Skip to contents

This function wraps the Python run_cissvae function from the ciss_vae module, providing a complete pipeline for missing data imputation using a Cluster-Informed Shared and Specific Variational Autoencoder (CISS-VAE). The function handles data preprocessing, model training, and returns imputed data along with optional model artifacts.
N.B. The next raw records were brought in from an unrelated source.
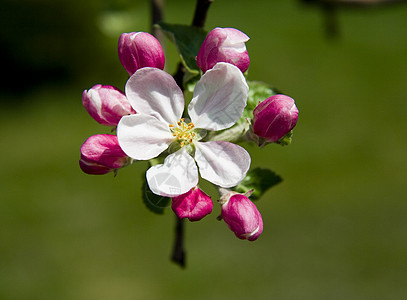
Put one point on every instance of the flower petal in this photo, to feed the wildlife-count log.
(175, 177)
(219, 98)
(154, 92)
(143, 137)
(222, 163)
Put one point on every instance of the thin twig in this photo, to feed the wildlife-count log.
(201, 10)
(157, 8)
(178, 253)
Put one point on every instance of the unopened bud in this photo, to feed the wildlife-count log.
(224, 45)
(101, 154)
(138, 50)
(193, 205)
(106, 104)
(242, 216)
(275, 117)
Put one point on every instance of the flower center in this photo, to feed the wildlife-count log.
(183, 132)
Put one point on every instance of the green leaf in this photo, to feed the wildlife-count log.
(260, 180)
(188, 40)
(153, 202)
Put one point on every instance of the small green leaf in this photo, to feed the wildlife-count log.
(286, 140)
(260, 180)
(188, 40)
(153, 202)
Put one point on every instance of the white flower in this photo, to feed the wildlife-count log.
(218, 102)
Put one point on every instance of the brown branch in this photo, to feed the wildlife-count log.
(157, 7)
(178, 252)
(201, 11)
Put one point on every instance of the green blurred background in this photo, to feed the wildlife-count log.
(334, 229)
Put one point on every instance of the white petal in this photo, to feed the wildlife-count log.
(222, 163)
(175, 177)
(143, 137)
(219, 98)
(154, 92)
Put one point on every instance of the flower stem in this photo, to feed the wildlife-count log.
(178, 252)
(201, 10)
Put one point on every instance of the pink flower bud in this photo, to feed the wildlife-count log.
(193, 205)
(275, 117)
(224, 45)
(138, 50)
(101, 154)
(242, 217)
(106, 104)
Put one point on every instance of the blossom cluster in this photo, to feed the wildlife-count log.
(153, 124)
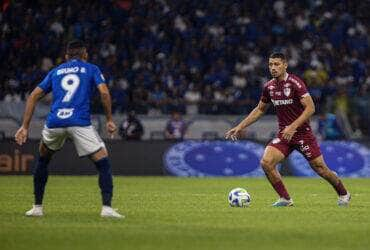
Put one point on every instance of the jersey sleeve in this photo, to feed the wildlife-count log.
(265, 96)
(300, 88)
(46, 84)
(98, 76)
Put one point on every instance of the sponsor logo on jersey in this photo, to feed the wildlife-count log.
(282, 102)
(276, 141)
(287, 92)
(296, 82)
(65, 113)
(71, 70)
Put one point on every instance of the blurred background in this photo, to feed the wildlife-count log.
(181, 73)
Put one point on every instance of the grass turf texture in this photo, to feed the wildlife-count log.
(183, 213)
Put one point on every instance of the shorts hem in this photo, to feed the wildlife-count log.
(53, 150)
(285, 155)
(88, 154)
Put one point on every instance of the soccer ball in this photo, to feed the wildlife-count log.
(239, 197)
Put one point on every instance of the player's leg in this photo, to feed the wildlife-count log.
(88, 143)
(271, 157)
(319, 166)
(52, 140)
(103, 166)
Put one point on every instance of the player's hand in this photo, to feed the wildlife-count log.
(233, 133)
(21, 135)
(111, 128)
(288, 132)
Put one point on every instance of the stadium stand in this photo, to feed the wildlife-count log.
(203, 57)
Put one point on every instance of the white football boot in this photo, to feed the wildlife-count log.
(110, 213)
(282, 202)
(36, 211)
(343, 200)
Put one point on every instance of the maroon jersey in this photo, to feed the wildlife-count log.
(285, 96)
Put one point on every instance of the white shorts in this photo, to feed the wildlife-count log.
(86, 139)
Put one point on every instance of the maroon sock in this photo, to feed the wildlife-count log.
(281, 190)
(340, 189)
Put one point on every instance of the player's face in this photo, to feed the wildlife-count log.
(277, 67)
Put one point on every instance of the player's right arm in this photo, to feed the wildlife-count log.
(107, 105)
(253, 116)
(22, 133)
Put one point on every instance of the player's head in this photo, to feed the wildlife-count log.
(76, 49)
(277, 64)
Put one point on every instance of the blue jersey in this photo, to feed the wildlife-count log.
(72, 85)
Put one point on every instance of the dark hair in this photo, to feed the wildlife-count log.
(75, 48)
(278, 55)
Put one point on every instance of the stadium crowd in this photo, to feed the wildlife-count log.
(194, 56)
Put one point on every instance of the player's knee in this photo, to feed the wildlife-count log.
(44, 151)
(267, 164)
(102, 153)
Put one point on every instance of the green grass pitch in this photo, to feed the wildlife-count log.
(183, 213)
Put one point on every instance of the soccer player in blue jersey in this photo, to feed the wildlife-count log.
(72, 84)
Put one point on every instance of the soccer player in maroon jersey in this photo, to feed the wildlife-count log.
(294, 107)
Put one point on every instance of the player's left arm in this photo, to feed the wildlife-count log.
(107, 104)
(309, 110)
(22, 133)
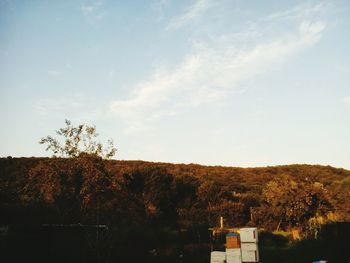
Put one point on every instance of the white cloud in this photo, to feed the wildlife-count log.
(159, 6)
(300, 11)
(54, 73)
(92, 9)
(191, 13)
(211, 72)
(346, 100)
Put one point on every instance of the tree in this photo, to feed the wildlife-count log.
(288, 203)
(77, 140)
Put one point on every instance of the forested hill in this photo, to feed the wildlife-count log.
(175, 195)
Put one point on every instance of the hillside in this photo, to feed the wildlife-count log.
(51, 206)
(228, 191)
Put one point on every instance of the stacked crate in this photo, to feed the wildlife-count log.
(233, 248)
(249, 244)
(217, 257)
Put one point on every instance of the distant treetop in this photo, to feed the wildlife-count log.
(74, 141)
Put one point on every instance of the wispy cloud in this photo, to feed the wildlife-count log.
(54, 73)
(191, 13)
(211, 72)
(300, 11)
(92, 9)
(76, 104)
(159, 6)
(346, 100)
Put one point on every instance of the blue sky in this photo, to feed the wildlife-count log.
(218, 82)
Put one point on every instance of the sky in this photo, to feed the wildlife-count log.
(216, 82)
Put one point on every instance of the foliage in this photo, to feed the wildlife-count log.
(78, 140)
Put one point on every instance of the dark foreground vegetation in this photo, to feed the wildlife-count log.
(86, 209)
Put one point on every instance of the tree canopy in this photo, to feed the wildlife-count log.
(75, 140)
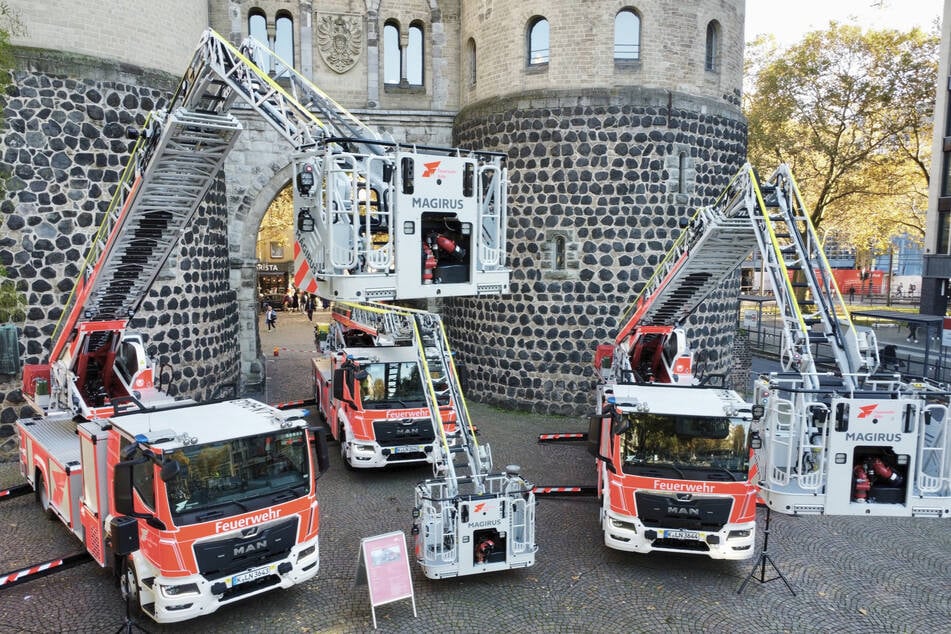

The CISS-VAE architecture uses cluster information to learn both shared and cluster-specific representations, enabling more accurate imputation by leveraging patterns within and across different data subgroups.

Usage

run_cissvae(
  data,
  index_col = NULL,
  val_proportion = 0.1,
  replacement_value = 0,
  columns_ignore = NULL,
  print_dataset = TRUE,
  clusters = NULL,
  n_clusters = NULL,
  seed = 42,
  missingness_proportion_matrix = NULL,
  scale_features = FALSE,
  k_neighbors = 15L,
  leiden_resolution = 0.5,
  leiden_objective = "CPM",
  hidden_dims = c(150, 120, 60),
  latent_dim = 15,
  layer_order_enc = c("unshared", "unshared", "unshared"),
  layer_order_dec = c("shared", "shared", "shared"),
  latent_shared = FALSE,
  output_shared = FALSE,
  batch_size = 4000,
  epochs = 500,
  initial_lr = 0.01,
  decay_factor = 0.999,
  beta = 0.001,
  device = NULL,
  max_loops = 100,
  patience = 2,
  epochs_per_loop = NULL,
  initial_lr_refit = NULL,
  decay_factor_refit = NULL,
  beta_refit = NULL,
  verbose = FALSE,
  return_model = TRUE,
  return_clusters = FALSE,
  return_silhouettes = FALSE,
  return_history = FALSE,
  return_dataset = FALSE,
  do_not_impute_matrix = NULL,
  debug = FALSE
)

Arguments

data

A data.frame or matrix (samples × features) containing the data to impute. May contain NA values which will be imputed.

index_col

Character. Name of column in data to treat as sample identifier. This column will be removed before training and re-attached to results. Default NULL.

val_proportion

Numeric. Fraction of non-missing entries to hold out for validation during training. Must be between 0 and 1. Default 0.1.

replacement_value

Numeric. Fill value for masked entries during training. Default 0.0.

columns_ignore

Character or integer vector. Columns to exclude from validation set. Can specify by name or index. Default NULL.

print_dataset

Logical. If TRUE, prints dataset summary information during processing. Default TRUE.

clusters

Optional vector or single-column data.frame of precomputed cluster labels for samples. If NULL, clustering will be performed automatically. Default NULL.

n_clusters

Integer. Number of clusters for KMeans clustering when clusters is NULL. Number of clusters for KMeans clustering when 'clusters' is NULL. If NULL, will use HDBSCAN for clustering. Default NULL.

seed

Integer. Random seed for reproducible results. Default 42.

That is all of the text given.